We monitor a few key components:

  • Processes
    • mailman_ctl: Is the control process in the list of running processes?
      • If not, check logs in /var/log/mailman and/or try restarting mailman.service.
    • mailman_qrunner: Is the queue runner process in the list of running processes?
      • If not, check logs in /var/log/mailman and/or try restarting mailman.service.
  • HTTP
    • mailman archives: Are the archives for wikimedia-l reachable?
      • If not, check apache.service.
    • mailman list info: Is the subscribe page for wikimedia-l reachable?

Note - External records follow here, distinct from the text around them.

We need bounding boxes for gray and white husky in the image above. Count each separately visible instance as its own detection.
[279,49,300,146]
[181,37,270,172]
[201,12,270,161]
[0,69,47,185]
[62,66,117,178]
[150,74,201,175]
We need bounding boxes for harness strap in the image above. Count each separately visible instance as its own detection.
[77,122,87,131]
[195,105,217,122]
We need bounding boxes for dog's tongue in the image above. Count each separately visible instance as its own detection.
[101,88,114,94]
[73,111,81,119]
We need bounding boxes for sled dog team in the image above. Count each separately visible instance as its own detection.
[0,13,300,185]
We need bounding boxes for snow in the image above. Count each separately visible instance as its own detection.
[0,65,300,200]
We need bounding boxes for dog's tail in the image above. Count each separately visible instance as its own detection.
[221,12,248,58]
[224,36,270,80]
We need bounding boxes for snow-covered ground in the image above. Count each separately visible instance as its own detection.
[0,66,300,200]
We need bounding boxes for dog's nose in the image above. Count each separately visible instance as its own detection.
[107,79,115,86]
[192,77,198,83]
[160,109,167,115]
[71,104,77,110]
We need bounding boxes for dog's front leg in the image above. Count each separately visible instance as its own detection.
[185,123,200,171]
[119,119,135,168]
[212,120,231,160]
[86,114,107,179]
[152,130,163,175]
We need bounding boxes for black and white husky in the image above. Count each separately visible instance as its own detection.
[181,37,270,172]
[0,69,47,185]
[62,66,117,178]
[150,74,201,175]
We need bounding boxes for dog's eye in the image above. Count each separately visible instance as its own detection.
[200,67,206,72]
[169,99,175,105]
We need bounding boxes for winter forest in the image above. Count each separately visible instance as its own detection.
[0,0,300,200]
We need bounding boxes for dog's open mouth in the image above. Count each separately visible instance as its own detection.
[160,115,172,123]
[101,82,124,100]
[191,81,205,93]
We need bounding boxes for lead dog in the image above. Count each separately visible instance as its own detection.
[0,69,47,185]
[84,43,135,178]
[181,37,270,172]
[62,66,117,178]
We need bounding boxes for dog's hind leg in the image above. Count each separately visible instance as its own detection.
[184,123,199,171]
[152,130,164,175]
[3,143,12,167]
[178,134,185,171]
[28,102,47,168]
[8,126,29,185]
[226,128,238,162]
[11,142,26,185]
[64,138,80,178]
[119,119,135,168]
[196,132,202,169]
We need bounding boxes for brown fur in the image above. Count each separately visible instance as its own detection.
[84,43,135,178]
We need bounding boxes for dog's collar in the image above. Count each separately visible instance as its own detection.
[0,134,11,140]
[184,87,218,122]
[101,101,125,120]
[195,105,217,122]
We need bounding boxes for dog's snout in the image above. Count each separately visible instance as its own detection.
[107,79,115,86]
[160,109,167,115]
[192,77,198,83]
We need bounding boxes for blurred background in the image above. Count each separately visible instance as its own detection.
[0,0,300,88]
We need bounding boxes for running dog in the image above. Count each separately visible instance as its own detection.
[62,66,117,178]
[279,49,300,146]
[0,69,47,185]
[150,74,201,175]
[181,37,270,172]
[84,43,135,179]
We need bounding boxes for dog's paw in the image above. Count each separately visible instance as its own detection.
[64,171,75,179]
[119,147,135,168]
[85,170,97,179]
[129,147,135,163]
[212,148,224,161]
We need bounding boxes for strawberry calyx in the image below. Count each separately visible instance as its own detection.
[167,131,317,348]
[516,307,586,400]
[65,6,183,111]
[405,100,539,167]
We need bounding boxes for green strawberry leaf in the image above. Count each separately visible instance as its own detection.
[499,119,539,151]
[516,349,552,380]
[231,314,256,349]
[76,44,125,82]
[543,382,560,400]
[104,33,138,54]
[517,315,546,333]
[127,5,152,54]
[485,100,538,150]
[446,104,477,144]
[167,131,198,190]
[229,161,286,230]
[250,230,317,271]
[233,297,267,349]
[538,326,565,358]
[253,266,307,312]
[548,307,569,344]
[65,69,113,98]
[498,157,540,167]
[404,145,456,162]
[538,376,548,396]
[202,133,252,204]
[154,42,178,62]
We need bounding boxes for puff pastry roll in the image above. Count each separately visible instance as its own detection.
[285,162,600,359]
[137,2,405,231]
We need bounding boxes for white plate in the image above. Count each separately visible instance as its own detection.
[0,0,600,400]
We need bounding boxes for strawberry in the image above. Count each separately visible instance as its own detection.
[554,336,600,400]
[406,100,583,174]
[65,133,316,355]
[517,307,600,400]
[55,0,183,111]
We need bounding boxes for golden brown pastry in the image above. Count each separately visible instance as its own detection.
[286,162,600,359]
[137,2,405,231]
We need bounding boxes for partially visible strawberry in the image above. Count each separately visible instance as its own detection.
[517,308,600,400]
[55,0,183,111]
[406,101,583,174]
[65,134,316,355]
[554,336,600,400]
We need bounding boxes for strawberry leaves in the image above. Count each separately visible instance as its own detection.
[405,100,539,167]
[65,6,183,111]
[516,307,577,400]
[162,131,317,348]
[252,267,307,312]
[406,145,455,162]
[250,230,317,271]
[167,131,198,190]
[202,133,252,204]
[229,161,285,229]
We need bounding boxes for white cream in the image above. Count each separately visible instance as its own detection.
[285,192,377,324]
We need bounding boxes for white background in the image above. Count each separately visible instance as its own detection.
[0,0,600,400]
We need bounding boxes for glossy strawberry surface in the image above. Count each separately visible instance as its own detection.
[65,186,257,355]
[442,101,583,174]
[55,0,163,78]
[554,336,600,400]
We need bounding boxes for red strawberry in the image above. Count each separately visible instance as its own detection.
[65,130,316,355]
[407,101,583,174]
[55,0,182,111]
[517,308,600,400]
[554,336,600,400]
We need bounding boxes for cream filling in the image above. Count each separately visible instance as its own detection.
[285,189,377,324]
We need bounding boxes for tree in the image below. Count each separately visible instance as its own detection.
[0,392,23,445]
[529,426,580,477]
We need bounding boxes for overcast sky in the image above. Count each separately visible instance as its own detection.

      • If not, check apache.service.
  • Queues
    • mailman_queue_size: Is there a backlog in the bounces, in, and virgin queues?
      • If so, check:
        • dashboard
        • logs in /var/log/mailman
        • you may have to look at what is in /var/lib/mailman/qfiles/(bounces|in|virgin) to see what is not sending.
    • Mailman outbound queue hours until empty: How long will it take to drain the out queue?
      • If it's going to take a long time, check:
        • Date and time of day. Historically, the first of the month has the longest queue of about 15+ hours long and 08:00 UTC each day about 1+ hours long.
        • dashboard
        • logs in /var/log/mailman and /var/log/exim4
        • you may have to look at the messages themselves in /var/lib/mailman/qfiles/out to see what is not sending.